ENTERPRISE — Wallowa County Search and Rescue teams were busy in 2020 and are recruiting new members, according to a press release.

Despite the COVID-19 pandemic, more people than usual came to Wallowa County to enjoy healthy outdoor activities. As a result, calls were more numerous and more intense. Missions included several days of rescues of stranded hunters in vehicles in deep snow at Hat Point and the Imnaha Country, Hells Canyon searches deep within the wilderness, numerous rescues of sick and injured hikers from the Eagle Cap Wilderness that included numerous helicopter extractions, searchers clearing the trail in to rescue and raft trips on the Minam and Grande Ronde rivers for rafting accidents.

During the past year, teams were busy hiking the wilderness, driving snowmobiles or side-by-sides, rafting rivers, using search dogs, practicing avalanche rescue, testing its drone, transporting injured hikers on mules or directing rescue helicopters to extract subjects from steep terrain.

Wallowa County SAR members are local volunteers who respond when the Wallowa County Sheriff’s Office needs help with a search or rescue. They are trained and certified through the Oregon State Sheriffs Association. Specialty teams include incident command, canine search dogs, swiftwater rescue, ropes rescue, winter team (both mechanized and backcountry skiers), medical team, drone team, equine team (riding and packing), communications, man-tracking and base camp. These teams get advanced training and certifications. Most members are on multiple teams. One of the most important roles in our group is the person responsible for callout of the members to go on a search.

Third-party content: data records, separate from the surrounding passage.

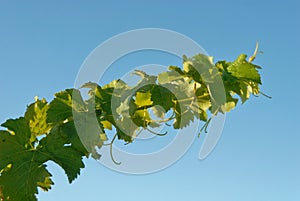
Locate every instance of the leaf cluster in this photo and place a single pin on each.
(70, 128)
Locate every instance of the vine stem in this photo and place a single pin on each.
(111, 150)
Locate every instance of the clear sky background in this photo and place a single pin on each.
(43, 44)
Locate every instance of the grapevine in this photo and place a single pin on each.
(48, 130)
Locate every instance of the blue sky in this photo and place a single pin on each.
(43, 44)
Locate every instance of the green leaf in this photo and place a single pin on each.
(61, 108)
(242, 69)
(56, 147)
(143, 99)
(36, 114)
(22, 169)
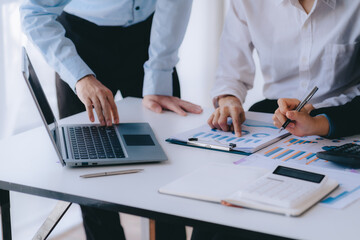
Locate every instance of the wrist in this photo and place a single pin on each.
(322, 125)
(225, 99)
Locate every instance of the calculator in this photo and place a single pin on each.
(285, 187)
(347, 154)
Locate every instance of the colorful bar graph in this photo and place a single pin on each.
(283, 154)
(230, 139)
(198, 134)
(273, 151)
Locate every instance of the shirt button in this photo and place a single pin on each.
(304, 60)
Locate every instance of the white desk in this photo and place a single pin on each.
(28, 165)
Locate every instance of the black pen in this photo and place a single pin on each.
(300, 106)
(112, 173)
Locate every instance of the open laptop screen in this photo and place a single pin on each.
(41, 102)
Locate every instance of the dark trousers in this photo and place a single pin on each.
(116, 55)
(265, 106)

Due to the increase of visitors and callouts, Wallowa County SAR is looking for new members. New members need to be able to commit time to certify (two weekends for training) and attend monthly training and meetings and go on searches. Search skills include learning to use Global Positioning System, radios, map phone apps, map and compass, first aid and search techniques. Once members are certified, they can apply to join specialty teams.

For people interested in SAR but not in the active role of searcher, there are opportunities as an auxiliary member for office support, vehicle support, base camp, food and logistics.

Volunteering for SAR is demanding but rewarding, the release states. To volunteer, a person first needs to apply at the sheriff’s office. After a background check, the applicant will be contacted to attend a meeting.

Some of the most common SAR calls and how to avoid getting into those situations include:

1. Vehicles stuck in the snow. Weather in Wallowa County is extreme and moves quickly. Check with the National Weather Service before you travel. If the conditions on backcountry roads become snowy, consider turning around and backtracking because the road is only going to get even deeper with snow. Even if you see tracks ahead, having four-wheel drive does not mean one will make it.

2. Hiking in Hells Canyon. The terrain is steep due to it being the deepest river canyon in North America. The trails are often hard to find and the weather varies from top to bottom. Rattlesnakes, poison ivy and ticks are numerous. Helicopter rescues for nonmedical reasons are unlikely, as they are expensive and not always available. Also, it takes rescuers a long time to reach the river.

3. Hikers crossing snowfields and sliding to an injury. This happens regularly and is dangerous. Avoid crossing the snowfield without ice equipment.

4. Overdue hiker. Hikers should leave detailed information with someone about where they are going and when they will be done. Let the contact person know that cellphone coverage may not be available. The contact person should be notified with changes of plans.

5. Altitude sickness coupled with dehydration. In this case, drink as much water as possible and carefully move to a lower elevation and rest.

Many people in the backcountry expect immediate rescue. Helicopters cannot automatically swoop in every time. SAR volunteers must leave their work and then hike, drive or ride to the destination once the victim’s location is ascertained. Rescue can take quite a while so those enjoying the backcountry are urged to take this into consideration.